Nun klingt „Please Smile My Noise Bleed“ ganz selbstverständlich so, als wären Mùm von Anfang an dabei gewesen. Doch Mùm sind, wie schon Bomb the Bass, nur zu Gast. Mit Phonem und b.fleischmann (er versorgt Mùms Vokalisen mit Old School HipHop Beats und einem kratzenden Flamenco-Schuffle) sind zwei Morr-Männer der ersten Stunde unter den Nachbearbeitern. Beide bereiten schon ihr drittes Release vor.

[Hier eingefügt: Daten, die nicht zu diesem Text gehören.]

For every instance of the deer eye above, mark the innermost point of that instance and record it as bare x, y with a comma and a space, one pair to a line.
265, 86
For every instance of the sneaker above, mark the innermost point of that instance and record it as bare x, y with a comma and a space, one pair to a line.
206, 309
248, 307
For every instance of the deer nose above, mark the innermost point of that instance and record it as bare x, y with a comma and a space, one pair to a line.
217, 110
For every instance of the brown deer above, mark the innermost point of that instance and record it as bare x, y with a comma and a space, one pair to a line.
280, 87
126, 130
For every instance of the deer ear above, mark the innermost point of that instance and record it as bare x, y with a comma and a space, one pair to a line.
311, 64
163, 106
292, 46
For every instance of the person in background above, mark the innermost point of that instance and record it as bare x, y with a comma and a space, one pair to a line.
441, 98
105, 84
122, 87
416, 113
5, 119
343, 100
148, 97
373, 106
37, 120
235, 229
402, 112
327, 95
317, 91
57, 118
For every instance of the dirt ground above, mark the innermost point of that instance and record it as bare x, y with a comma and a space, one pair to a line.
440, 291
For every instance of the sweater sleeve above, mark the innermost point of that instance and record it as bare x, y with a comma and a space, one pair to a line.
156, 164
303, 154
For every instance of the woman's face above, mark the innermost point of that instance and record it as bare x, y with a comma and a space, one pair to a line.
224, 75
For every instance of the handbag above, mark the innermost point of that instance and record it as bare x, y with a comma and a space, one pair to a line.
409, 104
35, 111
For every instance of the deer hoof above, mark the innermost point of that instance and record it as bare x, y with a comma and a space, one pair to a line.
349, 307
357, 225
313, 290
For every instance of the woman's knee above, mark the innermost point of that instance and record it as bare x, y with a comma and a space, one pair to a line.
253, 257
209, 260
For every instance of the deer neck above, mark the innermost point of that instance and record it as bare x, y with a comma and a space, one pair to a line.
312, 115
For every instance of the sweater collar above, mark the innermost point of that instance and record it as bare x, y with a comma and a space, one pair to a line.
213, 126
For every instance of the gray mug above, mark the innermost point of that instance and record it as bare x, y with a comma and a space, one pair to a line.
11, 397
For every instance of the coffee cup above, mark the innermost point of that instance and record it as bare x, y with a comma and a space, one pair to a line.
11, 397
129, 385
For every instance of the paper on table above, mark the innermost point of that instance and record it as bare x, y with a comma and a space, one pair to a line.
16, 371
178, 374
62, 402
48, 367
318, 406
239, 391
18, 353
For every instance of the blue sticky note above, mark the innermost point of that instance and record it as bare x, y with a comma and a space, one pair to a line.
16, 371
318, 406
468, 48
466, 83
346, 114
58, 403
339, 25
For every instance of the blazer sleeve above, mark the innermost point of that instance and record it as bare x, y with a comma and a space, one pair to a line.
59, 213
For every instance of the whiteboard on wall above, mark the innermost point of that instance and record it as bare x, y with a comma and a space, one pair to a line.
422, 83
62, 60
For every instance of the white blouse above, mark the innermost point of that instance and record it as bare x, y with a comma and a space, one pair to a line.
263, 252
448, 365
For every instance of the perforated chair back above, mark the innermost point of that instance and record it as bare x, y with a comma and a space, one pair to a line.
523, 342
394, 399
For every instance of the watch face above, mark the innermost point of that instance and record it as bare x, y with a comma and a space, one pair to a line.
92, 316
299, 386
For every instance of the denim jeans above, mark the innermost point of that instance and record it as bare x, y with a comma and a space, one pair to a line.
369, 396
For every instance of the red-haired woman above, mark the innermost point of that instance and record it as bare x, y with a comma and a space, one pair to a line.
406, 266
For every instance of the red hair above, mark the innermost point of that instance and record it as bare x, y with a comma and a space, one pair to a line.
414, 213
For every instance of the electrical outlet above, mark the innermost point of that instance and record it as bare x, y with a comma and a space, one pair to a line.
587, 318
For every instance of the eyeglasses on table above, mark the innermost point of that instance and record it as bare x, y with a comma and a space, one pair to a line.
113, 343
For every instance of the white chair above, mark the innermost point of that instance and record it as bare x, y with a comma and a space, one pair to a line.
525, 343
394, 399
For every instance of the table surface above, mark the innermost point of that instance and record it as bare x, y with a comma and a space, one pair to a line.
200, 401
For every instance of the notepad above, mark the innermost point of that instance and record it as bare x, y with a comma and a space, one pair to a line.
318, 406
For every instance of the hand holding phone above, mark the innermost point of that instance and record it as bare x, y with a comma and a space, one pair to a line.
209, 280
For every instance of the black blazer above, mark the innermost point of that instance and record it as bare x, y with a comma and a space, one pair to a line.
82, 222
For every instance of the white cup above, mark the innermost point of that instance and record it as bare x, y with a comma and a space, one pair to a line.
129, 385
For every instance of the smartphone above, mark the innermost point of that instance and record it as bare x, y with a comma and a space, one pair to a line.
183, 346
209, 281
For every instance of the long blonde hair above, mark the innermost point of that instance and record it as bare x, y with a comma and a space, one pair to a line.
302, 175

„Jetzt kommen die eigentlich interessanten Phasen“, sagt Thomas Morr, der sich selbst als „eine Art Kurator“ sieht, der auch mal Vorschüsse für ausstehende Mieten gewährt. „Das zweite und das dritte Album, wo man sich entscheiden muss: Macht man was Neues oder wird man zum Trademark?“

Einer hat sich schon entschieden: Phonem zieht erst mal nach Marseille, macht eine Pause, und nach durchgestandenen Vaterfreuden soll etwas Neues folgen. Christian Kleine wiederum bastelt nun schon eine ganze Weile an seinem Album; die Sonntagnachmittagsträumereien, die er mit Thaddeus Herrmann auf der wunderbaren „Kickboard Girl E. P.“ anstellt, sind nicht so einfach auf Albumlänge zu bringen.

Inzwischen werden von einem Titel nicht selten mehr als 5.000 Stück verkauft, für ein Label dieser Art ist das viel. Jetzt sucht Thomas Morr einen Mitarbeiter für das neue Büro mit Gartenanschluss. „Es wird immer wichtiger, dass ein Newcomer in einem Kontext erscheint“, sagt er, „mit einem Label als Plattform für einen bestimmten Sound, als Homebase.“

Manual ist ein solcher Newcomer, und sein melodienseliges, perfekt komponiertes Debut „Until Tomorrow“ ist auch typisch für die Entwicklung des Labels: Gitarre, Bass und andere mechanischen Klangerzeuger werden wieder ins Ensemble aufgenommen. „Diese G4-Acts mit ihrer immer neuen Software, da werden nur wenige überleben“, meint Thomas Morr, und da kommen dann seine Indie-Rock-Wurzeln durch, die er übrigens mit vielen seiner Künstlern teilt.

In Zukunft ist also Multiinstrumentalismus mit Computererfahrung gefragt, wie in den etwas abstrakteren Klangschönheiten von Wechsel Garland (ehemals Wunder) oder F. S. Blum. Vor allem aber für den Live-Einsatz, der in Zukunft noch mehr Gewicht bekommen soll. Nächstes Jahr wird es eine Labeltour geben, sogar von einer Morr Music All Star Band wird geträumt, immerhin war b.fleischmann mal Schlagzeuger in einem Hardcore-Act. Mit etwas Glück werden dann auch ISAN ihr Maschinenmuseum mobil machen.